WLVZ
- Collins, Mississippi; United States;
- Broadcast area: Hattiesburg
- Frequency: 103.7 MHz
- Branding: K-Love

Programming
- Language: English
- Network: K-Love

Ownership
- Owner: Educational Media Foundation

History
- First air date: August 15, 1978
- Former call signs: WKNZ (1978–2007)
- Former frequencies: 101.7 MHz (1978–1994) 107.1 MHz (1994-2024)

Technical information
- Licensing authority: FCC
- Facility ID: 63847
- Class: C2
- ERP: 10,500 watts
- HAAT: 323 meters (1,060 ft)
- Transmitter coordinates: 31°31′36.10″N 89°08′10.20″W﻿ / ﻿31.5266944°N 89.1361667°W

Links
- Public license information: Public file; LMS;

= WLVZ =

K-Love radio station in Collins–Hattiesburg, Mississippi, United States

WLVZ (103.7 FM, "K-Love") is a non-commercial radio station licensed to Collins, Mississippi, United States, serving the Hattiesburg, Mississippi area. The station serves as the Hattiesburg-area transmitter for the K-Love Christian radio network.

==History==
On January 10, 1977, Covington County Broadcasters, Inc., filed for a new FM radio station on 101.7 MHz in Collins. The Federal Communications Commission granted the construction permit on February 13, 1978. The station went on air that August 15 and immediately adopted a format including country music during the day and adult contemporary in the afternoon and at night. Covington County Broadcasters was owned by Ottis Wolverton and operated by the Blakeney brothers. By 1984, however, WKNZ had gone all-country. Wolverton acquired WBKH in Hattiesburg in 1988. Both stations were sold the next year to Southern Air Communications, Inc., owned by Bruce Easterling, in a $648,000 transaction; the new owners flipped WKNZ to oldies as "Z-101" in the summer of 1990. In early 1993, the format was changed to free-form classic rock.

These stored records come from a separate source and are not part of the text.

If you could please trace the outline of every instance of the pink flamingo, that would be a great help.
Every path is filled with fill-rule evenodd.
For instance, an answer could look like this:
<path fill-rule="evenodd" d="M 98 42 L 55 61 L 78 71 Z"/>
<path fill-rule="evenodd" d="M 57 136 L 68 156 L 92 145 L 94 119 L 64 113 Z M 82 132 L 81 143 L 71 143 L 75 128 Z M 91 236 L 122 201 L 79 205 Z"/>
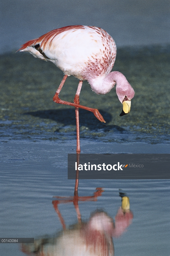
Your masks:
<path fill-rule="evenodd" d="M 129 112 L 134 90 L 123 74 L 117 71 L 110 73 L 115 61 L 116 46 L 113 38 L 103 29 L 81 25 L 65 27 L 28 41 L 19 50 L 51 61 L 64 73 L 53 100 L 75 108 L 77 153 L 80 151 L 78 108 L 93 112 L 99 120 L 105 122 L 98 110 L 80 105 L 79 96 L 84 80 L 87 80 L 97 94 L 107 93 L 116 83 L 116 93 L 123 104 L 120 115 Z M 80 80 L 74 103 L 59 97 L 67 78 L 71 75 Z"/>

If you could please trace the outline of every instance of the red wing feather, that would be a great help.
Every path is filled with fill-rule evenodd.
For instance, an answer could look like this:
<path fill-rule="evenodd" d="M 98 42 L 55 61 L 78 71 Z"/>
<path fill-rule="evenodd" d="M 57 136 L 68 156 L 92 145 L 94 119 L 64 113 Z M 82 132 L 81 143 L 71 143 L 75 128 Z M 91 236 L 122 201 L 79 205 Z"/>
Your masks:
<path fill-rule="evenodd" d="M 41 42 L 42 43 L 41 46 L 43 47 L 44 49 L 47 44 L 49 42 L 49 40 L 50 40 L 49 45 L 49 46 L 50 46 L 53 39 L 57 35 L 60 34 L 62 32 L 71 30 L 71 29 L 76 28 L 82 29 L 83 28 L 83 26 L 82 25 L 76 25 L 73 26 L 67 26 L 67 27 L 64 27 L 63 28 L 60 28 L 54 29 L 54 30 L 50 31 L 46 34 L 41 36 L 38 38 L 28 41 L 24 44 L 22 45 L 21 47 L 18 50 L 23 50 L 26 48 L 27 46 L 32 46 L 36 45 L 36 44 L 39 44 Z"/>

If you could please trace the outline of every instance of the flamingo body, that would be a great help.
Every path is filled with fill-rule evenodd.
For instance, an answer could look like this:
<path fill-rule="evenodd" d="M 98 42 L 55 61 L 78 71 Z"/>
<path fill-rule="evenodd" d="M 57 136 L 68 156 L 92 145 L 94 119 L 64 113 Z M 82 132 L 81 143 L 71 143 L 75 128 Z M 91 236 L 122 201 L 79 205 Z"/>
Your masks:
<path fill-rule="evenodd" d="M 65 27 L 28 41 L 19 50 L 52 62 L 64 73 L 53 100 L 75 108 L 77 153 L 80 152 L 78 108 L 93 112 L 99 120 L 105 122 L 98 110 L 80 105 L 83 80 L 87 80 L 92 90 L 97 94 L 109 92 L 116 83 L 116 93 L 123 105 L 120 115 L 130 112 L 135 92 L 123 74 L 117 71 L 110 72 L 115 61 L 116 46 L 113 38 L 103 29 L 82 25 Z M 71 75 L 80 80 L 74 103 L 62 100 L 59 97 L 67 77 Z"/>
<path fill-rule="evenodd" d="M 35 48 L 39 44 L 45 56 Z M 52 61 L 68 76 L 88 80 L 97 93 L 108 92 L 107 88 L 99 90 L 93 86 L 92 82 L 96 80 L 100 83 L 100 80 L 111 71 L 116 59 L 114 41 L 103 29 L 69 26 L 29 41 L 20 49 L 28 51 L 36 57 Z"/>

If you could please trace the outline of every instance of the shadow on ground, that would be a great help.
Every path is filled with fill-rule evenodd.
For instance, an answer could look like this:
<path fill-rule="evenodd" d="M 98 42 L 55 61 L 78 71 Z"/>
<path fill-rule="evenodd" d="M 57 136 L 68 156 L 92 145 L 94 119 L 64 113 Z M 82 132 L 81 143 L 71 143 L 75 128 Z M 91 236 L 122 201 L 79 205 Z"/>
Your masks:
<path fill-rule="evenodd" d="M 118 125 L 107 124 L 112 120 L 111 115 L 106 111 L 100 110 L 99 111 L 106 121 L 106 123 L 99 121 L 92 112 L 79 109 L 80 126 L 88 127 L 90 130 L 104 129 L 106 132 L 112 130 L 117 130 L 119 132 L 123 132 L 126 130 Z M 31 115 L 43 119 L 51 119 L 64 126 L 76 125 L 75 111 L 74 109 L 39 110 L 27 112 L 24 113 L 24 114 Z"/>

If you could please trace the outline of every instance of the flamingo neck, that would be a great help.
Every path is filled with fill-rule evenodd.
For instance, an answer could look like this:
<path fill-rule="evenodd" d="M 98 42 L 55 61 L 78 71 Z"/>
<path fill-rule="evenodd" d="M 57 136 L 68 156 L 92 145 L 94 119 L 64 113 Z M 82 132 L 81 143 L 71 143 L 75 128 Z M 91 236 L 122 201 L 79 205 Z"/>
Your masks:
<path fill-rule="evenodd" d="M 110 72 L 105 77 L 98 77 L 89 79 L 89 82 L 93 91 L 97 94 L 109 92 L 116 84 L 116 91 L 119 99 L 122 103 L 125 95 L 130 100 L 134 96 L 134 91 L 125 76 L 118 71 Z"/>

Financial problems grounded Southern Air in 1993. The Associated Press sued Southern Air that year for unpaid wire service bills in 1990. By that time, however, WKNZ's ownership was already in the process of changing, as Wolverton repurchased the FM outlet. Southern Air owed Covington County Broadcasters, the former licensee, $423,000. WKNZ's format was changed back to country that June.

As part of a reassignment of FM allotments in several Mississippi communities approved in 1991, WKNZ had been relocated to 107.1 MHz; the frequency change came into effect on August 26, 1994. This move allowed WKNZ to more than double its ERP, resulting in a greatly improved signal.

After the station was purchased by Thomas F. McDaniels under the name Sunbelt Broadcasting Corporation, WKNZ's format was changed to classic rock as "Zoo 107" on December 29, 1994. The station became a partner of the Hattiesburg Zoo, which was its new namesake; it sponsored the zoo's name-a-zebra contest in 1996.

Radio Broadcasters, L.L.C., controlled by Ken Rainey and owners of WMXI, acquired WKNZ and WXHB in 2000 for $690,000. The station's format remained unchanged until the station was sold in 2005 to the Educational Media Foundation and converted into a K-Love transmitter. The station immediately dropped its programming, including sports programming, on April 1, 2005. The station's call sign was changed to WLVZ in 2007.

WLVZ moved from 107.1 MHz to 103.7 MHz in November 2024 with no change in ERP or HAAT. 103.7 MHz became available when Hattiesburg station WFFX was relocated to New Orleans in October 2024. In July 2025, WLVZ improved its signal and became a maximized Class C2 station by changing the location of its transmitter and increasing its ERP and HAAT.